Eamon Hughes murder accused admits having knife

Eamonn Hughes
Image caption Eamonn Hughes was stabbed to death in September 2008

A man accused of murderring a Dungannon man in front of his family admits he had a knife "at some stage".

Martin Murray, 23, from Windmill Drive in Dungannon is on trial accused of killing Eamonn Hughes in September 2008.

Three other men are also accused of the murder which happened as Mr Hughes left his daughter's 18th birthday party.

All four deny the kiling as well as another charge of attempting to murder a woman and her daughter.

'Scuffle'

The three on trial with Mr Murray are his cousin Liam Murray, 24, from Windmill Court in Dungannon, 24-year-old Kevin Toye from the same street and 25-year-old William McDonagh from Kew Gardens in Ballymena.
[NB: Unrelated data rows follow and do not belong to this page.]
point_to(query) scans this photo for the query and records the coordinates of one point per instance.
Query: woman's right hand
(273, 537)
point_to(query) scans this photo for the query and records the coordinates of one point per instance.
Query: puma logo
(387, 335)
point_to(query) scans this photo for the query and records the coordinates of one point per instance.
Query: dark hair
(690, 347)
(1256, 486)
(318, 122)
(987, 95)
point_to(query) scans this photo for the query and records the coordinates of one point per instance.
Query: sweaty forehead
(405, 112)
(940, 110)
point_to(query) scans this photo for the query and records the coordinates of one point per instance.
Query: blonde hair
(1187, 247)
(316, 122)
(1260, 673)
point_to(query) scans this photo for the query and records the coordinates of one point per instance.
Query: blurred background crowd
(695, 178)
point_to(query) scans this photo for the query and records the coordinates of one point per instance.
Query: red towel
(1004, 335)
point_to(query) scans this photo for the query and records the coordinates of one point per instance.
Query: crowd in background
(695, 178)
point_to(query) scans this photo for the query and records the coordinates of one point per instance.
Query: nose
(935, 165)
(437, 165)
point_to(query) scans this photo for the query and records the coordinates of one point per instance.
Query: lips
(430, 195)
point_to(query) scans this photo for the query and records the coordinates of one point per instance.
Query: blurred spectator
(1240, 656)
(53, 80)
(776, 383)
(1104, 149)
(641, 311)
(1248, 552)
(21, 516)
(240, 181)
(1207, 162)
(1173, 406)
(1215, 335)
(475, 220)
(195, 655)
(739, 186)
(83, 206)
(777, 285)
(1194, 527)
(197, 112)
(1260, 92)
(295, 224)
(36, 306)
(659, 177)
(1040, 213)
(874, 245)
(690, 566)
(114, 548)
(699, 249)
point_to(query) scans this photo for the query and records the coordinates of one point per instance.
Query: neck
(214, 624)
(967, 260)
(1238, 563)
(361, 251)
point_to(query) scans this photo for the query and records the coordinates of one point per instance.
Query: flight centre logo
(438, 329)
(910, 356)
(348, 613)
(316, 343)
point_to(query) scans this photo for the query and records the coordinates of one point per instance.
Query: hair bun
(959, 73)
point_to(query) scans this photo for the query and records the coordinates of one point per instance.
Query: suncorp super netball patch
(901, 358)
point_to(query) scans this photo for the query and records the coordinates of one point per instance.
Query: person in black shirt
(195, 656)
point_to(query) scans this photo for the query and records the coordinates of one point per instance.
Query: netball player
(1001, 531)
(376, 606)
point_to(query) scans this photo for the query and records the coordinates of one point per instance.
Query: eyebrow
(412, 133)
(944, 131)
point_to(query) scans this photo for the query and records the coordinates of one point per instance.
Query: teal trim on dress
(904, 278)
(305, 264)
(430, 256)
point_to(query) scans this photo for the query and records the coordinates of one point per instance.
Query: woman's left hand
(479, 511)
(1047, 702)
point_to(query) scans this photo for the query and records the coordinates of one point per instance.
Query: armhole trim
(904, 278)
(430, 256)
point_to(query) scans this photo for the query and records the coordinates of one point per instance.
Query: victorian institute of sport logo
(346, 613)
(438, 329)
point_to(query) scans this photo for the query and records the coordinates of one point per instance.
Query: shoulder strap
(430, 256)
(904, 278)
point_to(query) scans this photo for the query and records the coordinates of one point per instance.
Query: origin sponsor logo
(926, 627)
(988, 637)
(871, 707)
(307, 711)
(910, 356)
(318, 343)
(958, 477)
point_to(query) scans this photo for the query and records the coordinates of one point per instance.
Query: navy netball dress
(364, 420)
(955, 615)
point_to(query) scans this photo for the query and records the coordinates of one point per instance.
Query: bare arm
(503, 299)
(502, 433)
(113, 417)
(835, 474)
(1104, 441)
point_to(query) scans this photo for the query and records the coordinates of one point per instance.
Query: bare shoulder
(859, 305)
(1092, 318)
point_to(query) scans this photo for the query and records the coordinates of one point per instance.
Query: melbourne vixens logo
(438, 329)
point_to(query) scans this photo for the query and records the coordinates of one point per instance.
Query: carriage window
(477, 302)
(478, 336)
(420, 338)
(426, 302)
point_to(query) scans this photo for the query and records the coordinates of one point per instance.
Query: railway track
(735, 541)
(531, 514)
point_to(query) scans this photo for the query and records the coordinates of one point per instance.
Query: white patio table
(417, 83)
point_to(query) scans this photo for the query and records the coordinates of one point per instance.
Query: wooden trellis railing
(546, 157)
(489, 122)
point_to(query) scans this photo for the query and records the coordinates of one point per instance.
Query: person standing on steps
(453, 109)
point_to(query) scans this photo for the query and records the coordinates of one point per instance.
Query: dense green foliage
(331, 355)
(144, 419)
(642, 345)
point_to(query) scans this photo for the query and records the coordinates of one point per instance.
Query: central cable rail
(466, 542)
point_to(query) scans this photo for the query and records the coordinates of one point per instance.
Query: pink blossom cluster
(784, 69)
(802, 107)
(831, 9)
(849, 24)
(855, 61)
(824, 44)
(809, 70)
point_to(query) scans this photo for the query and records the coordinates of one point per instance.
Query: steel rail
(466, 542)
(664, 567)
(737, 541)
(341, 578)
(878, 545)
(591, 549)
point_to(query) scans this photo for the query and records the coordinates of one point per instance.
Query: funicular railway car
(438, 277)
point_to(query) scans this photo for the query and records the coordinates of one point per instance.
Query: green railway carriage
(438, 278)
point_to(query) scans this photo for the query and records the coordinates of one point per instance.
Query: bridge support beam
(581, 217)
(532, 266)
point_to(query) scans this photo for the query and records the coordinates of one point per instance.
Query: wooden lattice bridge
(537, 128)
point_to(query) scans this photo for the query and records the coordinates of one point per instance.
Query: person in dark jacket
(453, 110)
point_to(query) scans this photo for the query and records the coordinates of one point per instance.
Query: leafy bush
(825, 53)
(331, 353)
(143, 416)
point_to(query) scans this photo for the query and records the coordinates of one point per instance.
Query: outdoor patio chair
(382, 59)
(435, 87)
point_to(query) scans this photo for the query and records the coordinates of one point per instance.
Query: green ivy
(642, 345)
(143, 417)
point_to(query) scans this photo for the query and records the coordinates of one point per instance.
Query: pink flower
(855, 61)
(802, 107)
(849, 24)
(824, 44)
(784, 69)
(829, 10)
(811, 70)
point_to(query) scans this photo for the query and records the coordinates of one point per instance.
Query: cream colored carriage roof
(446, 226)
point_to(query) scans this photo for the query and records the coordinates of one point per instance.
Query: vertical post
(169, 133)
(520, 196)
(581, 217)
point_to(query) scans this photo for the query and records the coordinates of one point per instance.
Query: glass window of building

Along with Martin Murray, they deny attempting to run over Martina Donaghy and her daughter Emma as they tended to the stricken Mr Hughes.

Kevin Murray, 41, from Lisnahull Gardens in Dungannon, an uncle to two of those on trial, denies attempting to murder Mr Hughes' son Kevin after he allegedly shot him with a crossbow bolt.

The Crown alleges that Martin Murray stabbed Mr Hughes in the chest as he walked back to his home in the Lisnahull estate and that Kevin Toye drove a hijacked taxi which ran over the mother and daughter.

Giving evidence in court on Friday, Peter Carey, a friend of Kevin Hughes, said he saw Martin Murray standing in front of the taxi with his arms out, holding a knife in his right hand "looking like he was going to go for somebody".

He said the car sped off, chased by Eamon Hughes and a number of others and that when they caught up with it, he saw a "scuffle" at the back of it.

'Veered'

Mr Carey told the court that afterwards when he saw Mr Hughes lying on the ground, he knew he had been injured but he did not know by whom as it "all happened so quickly".

Under cross-examination from Martin Murray's defence lawyer he agreed he had not told the police about seeing a "scuffle".

Mr Carey denied seeing any of the Hughes' arming themselves with belts or breeze blocks, claiming that he was focused on Mr Murray holding the knife.

The lawyer suggested to him that "right from the get go you were never going to say that you saw the Hughes clan in any violence" but he denied that telling him, "I only said what I seen".

When Mr Carey was being cross examined by a defence lawyer, acting on behalf of Mr Toye, he told the lawyer he was using his mobile phone to call for an ambulance when he saw the taxi coming back up the road "flat out" before it "veered" across and hit the Donaghys.

The lawyer put to him that another witness had earlier testifed that as she sat in her car, she saw the taxi driving up the road at a "perfectly ordinary speed" but he denied that replying: "No definitely not - it was flying."